ANTI-PERSONNEL MINE BAN CONVENTION
2012 Intersessional Meetings
Mined areas discovered after the expiry of a State Party’s Article 5 deadline
Statement delievered by Mr Philip Kimpton, First Secretary, Australian Permanent Mission to the United Nations, Geneva
22 May 2012
The 11MSP rightly noted that the Convention is silent on how to address situations where States Parties discover previously unknown mined areas, after the expiry of their clearance deadline in Article 5
We welcome Co-Chairs’ suggestions on how to respond to these situations. Their paper and proposed decisions set out a rational response that is indeed firmly anchored in the object and purpose of the Convention.
In our view, the Co-Chairs’ proposal sets out a political commitment to address these circumstances – a commitment that would be endorsed by all States Parties. It provides a strong framework in which to address the exceptional circumstances where mines are discovered after expiry of a State Party’s clearance deadline. The proposed process mirrors closely the procedure that applies under Article 5 and would already be familiar to all States Parties.
We think that this kind of decision is both desirable and necessary for the Convention. Unfortunately there is no simple way to fill the silence of the Convention on this issue. Where the Article 5 deadline has expired for a State Party, that State Party cannot recommence it by simply submitting a request for an extension under Article 5(3), especially if the request for an extension comes years after the deadline expired.
Overall, we need to recognize the humanitarian objectives encapsulated in Article 5 and the deadline system for clearance. We consider that a procedure should be put in place that facilitates and encourages States Parties, which identify previously unknown mined areas, to survey and clear those areas as soon as possible.
The absence of a decision by the MSP on this point leaves an undesirable gap in the framework and the tools available to the Convention’s community to monitor and consider progress by a State Party. Plus we want to ensure, as far as possible, that clearance of mined areas remains primarily a concern of implementation under the Convention, rather than a matter of compliance.
We very much support the elements of transparency in the Co-Chairs’ paper, including in paragraphs 1 and 6 of the draft decisions.
While Australia is open to a range of means of dealing with this gap in the Convention, we want to ensure that the policy objectives are met – and one of those goals is to ensure that the risks posed to civilians by emplaced anti-personnel mines are mitigated as soon as feasible.
If the MSP were simply to state that Article 5 applied in these circumstances, mutatis mutandis, there is a risk that the deadline built into Article 5 would lose its teeth. In this circumstance, a failure to locate mines in the first ten years would not be of great concern because a State Party could simply seek another ten years (or possibly longer) at some undefined point in the future.
Newly discovered mined areas after the expiry of a States clearance deadline should be seen as exceptional. Exceptional in the sense that the discovery would come after a decade or more of rigorous survey and clearance of known and suspected mined areas.

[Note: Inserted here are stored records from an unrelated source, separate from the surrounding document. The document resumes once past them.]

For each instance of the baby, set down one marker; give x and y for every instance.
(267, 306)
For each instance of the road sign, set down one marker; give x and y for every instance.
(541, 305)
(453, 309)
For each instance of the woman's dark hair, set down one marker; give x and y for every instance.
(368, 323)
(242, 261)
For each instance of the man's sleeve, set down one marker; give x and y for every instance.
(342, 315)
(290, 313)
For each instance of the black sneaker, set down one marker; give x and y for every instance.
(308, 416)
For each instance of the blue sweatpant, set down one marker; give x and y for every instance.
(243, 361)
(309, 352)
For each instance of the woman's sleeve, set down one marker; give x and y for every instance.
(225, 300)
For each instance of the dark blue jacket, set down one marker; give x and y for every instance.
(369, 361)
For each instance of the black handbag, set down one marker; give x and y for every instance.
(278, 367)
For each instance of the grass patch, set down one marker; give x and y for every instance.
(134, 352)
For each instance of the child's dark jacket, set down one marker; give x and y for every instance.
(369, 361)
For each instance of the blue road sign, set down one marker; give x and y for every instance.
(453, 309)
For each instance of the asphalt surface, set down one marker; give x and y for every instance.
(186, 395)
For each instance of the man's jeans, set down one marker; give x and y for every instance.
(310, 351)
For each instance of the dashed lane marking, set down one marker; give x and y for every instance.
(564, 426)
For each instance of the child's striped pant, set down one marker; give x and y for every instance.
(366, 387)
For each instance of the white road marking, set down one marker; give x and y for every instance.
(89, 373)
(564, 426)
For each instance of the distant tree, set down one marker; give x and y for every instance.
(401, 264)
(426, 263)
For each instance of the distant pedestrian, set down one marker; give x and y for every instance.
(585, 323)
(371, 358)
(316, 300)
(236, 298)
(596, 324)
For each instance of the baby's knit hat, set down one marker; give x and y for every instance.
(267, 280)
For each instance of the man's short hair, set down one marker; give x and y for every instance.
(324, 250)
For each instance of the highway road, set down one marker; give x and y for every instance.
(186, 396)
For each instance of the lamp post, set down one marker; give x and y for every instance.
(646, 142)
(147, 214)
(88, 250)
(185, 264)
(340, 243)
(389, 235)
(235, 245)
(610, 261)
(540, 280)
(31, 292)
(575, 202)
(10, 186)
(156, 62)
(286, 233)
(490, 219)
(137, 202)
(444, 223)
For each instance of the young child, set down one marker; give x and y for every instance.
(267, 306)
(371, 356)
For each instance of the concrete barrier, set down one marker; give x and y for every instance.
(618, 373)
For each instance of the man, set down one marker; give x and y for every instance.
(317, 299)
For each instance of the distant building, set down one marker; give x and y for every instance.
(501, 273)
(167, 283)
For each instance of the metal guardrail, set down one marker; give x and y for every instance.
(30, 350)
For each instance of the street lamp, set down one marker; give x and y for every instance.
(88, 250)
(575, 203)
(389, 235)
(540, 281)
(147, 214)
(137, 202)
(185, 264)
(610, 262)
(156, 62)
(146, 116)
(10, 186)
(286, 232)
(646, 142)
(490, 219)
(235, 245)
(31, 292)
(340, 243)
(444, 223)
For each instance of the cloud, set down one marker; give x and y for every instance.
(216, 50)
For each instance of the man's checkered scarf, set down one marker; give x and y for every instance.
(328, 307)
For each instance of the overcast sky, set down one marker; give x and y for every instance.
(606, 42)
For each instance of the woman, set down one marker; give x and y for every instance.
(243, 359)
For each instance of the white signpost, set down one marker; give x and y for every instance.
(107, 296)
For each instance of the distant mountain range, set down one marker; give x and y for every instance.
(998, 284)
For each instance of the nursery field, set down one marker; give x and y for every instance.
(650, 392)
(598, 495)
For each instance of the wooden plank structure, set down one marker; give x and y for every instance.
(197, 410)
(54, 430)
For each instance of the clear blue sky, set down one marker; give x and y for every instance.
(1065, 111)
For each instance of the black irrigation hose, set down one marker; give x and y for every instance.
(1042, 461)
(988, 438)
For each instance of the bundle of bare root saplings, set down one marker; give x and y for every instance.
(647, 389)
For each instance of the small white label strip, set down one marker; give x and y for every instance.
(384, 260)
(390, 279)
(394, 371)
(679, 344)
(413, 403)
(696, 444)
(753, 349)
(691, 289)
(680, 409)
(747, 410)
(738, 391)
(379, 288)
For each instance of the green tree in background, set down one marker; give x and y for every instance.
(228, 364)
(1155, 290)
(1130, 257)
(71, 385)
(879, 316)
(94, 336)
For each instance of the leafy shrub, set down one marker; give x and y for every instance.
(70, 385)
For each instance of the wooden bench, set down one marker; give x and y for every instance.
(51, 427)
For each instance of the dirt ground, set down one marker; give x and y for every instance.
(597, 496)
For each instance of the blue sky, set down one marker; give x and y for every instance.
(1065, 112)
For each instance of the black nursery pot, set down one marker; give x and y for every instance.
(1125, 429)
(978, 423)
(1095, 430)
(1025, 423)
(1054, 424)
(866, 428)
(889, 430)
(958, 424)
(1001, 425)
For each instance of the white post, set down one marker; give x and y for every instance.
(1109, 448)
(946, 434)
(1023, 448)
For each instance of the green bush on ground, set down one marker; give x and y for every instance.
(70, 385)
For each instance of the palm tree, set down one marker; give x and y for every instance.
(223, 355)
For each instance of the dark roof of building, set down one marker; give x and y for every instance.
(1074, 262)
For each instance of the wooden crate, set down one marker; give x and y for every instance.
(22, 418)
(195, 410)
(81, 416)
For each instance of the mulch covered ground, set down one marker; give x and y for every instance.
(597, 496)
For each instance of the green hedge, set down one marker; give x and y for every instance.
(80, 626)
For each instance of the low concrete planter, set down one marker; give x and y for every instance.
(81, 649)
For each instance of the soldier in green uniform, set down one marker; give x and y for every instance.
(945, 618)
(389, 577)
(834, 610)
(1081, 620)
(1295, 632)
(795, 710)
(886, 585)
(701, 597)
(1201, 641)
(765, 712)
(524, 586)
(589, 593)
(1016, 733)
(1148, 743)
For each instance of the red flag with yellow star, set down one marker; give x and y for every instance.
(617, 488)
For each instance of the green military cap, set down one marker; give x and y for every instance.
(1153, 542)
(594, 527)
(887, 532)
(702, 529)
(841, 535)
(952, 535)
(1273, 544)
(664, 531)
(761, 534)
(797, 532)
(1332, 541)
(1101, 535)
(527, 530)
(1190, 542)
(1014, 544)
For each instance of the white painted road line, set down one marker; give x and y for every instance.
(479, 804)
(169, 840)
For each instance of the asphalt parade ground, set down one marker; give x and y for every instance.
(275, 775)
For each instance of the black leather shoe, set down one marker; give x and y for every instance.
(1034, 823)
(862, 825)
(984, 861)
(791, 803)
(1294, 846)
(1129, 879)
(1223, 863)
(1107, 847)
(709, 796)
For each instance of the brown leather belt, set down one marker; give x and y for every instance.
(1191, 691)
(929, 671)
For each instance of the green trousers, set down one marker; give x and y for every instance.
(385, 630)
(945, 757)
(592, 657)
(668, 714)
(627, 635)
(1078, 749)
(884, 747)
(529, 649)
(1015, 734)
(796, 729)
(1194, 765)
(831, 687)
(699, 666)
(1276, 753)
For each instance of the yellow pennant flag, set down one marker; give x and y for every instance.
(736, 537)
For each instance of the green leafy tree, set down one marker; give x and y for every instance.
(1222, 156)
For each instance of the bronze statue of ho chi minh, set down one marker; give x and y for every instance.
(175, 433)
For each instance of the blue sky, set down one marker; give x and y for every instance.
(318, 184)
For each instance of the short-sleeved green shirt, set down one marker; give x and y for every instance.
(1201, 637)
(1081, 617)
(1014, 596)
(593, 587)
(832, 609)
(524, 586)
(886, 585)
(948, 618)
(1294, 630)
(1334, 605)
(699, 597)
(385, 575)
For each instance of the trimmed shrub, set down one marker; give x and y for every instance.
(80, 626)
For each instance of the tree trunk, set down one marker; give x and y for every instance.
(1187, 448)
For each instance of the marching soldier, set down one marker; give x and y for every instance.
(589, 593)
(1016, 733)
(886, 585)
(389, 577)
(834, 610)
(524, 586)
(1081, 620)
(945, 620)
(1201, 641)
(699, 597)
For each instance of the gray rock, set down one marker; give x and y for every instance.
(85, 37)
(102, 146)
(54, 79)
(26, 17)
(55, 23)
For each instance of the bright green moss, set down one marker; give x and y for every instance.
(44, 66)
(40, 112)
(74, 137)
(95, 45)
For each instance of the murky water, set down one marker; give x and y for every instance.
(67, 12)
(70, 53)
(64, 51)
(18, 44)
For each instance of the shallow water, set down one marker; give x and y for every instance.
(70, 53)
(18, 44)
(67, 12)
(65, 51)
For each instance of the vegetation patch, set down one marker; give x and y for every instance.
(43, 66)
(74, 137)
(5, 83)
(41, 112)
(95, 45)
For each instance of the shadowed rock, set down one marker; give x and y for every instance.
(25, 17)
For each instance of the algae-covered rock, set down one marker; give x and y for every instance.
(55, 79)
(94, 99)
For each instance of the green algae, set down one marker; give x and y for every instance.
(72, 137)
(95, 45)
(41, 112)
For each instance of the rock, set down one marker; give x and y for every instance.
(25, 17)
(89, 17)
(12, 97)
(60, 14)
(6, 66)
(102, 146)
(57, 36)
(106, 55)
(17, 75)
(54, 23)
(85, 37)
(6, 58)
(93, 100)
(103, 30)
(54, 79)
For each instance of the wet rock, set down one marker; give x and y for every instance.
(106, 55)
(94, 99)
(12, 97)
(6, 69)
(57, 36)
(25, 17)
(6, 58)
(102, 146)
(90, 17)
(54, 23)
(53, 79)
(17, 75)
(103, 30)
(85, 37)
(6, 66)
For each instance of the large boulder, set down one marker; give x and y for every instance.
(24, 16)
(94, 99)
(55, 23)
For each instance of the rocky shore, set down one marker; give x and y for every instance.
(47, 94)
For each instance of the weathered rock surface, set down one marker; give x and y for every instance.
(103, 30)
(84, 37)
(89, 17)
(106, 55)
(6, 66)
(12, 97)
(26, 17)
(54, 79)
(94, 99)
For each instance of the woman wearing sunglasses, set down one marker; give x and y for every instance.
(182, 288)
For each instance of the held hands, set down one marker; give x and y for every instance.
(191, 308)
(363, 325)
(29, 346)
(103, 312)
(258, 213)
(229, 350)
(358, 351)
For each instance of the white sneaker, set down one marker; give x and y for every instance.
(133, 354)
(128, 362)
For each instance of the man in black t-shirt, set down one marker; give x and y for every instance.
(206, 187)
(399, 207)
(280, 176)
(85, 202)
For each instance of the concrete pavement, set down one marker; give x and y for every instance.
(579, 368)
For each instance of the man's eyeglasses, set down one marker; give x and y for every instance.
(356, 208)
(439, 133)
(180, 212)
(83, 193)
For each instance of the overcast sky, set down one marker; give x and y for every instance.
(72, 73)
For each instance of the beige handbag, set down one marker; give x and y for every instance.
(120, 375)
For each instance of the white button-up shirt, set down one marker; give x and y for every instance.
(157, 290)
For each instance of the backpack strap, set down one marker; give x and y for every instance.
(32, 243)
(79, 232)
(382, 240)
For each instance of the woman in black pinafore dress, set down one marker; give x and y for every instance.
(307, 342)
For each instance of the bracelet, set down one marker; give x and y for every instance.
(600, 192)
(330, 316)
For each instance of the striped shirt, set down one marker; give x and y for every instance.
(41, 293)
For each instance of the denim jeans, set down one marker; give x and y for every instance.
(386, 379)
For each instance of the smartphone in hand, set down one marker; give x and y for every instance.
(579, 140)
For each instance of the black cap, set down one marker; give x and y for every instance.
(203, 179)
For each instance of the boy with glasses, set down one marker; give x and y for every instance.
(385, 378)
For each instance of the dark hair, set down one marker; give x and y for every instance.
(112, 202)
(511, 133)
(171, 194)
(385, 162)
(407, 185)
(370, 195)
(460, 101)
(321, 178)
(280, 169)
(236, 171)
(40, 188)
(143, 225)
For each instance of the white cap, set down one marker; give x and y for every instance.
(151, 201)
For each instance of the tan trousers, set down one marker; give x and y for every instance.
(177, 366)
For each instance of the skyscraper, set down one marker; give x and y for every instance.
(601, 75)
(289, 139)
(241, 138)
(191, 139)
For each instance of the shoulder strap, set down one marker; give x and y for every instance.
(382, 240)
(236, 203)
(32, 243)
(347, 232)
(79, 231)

We presume that any discovery of mined areas after expiry of the clearance deadline would not be large – but rather, for example, be a discovery of mines in remote areas, on borders or emplaced as nuisance mines. The discovery should be able to be dealt with quickly.
In our view, the MSP should therefore establish a separate process to that under Article 5 in recognition of the different parameters and context of the discovery, and in order to ensure that the legal obligations in Article 5 are not undermined.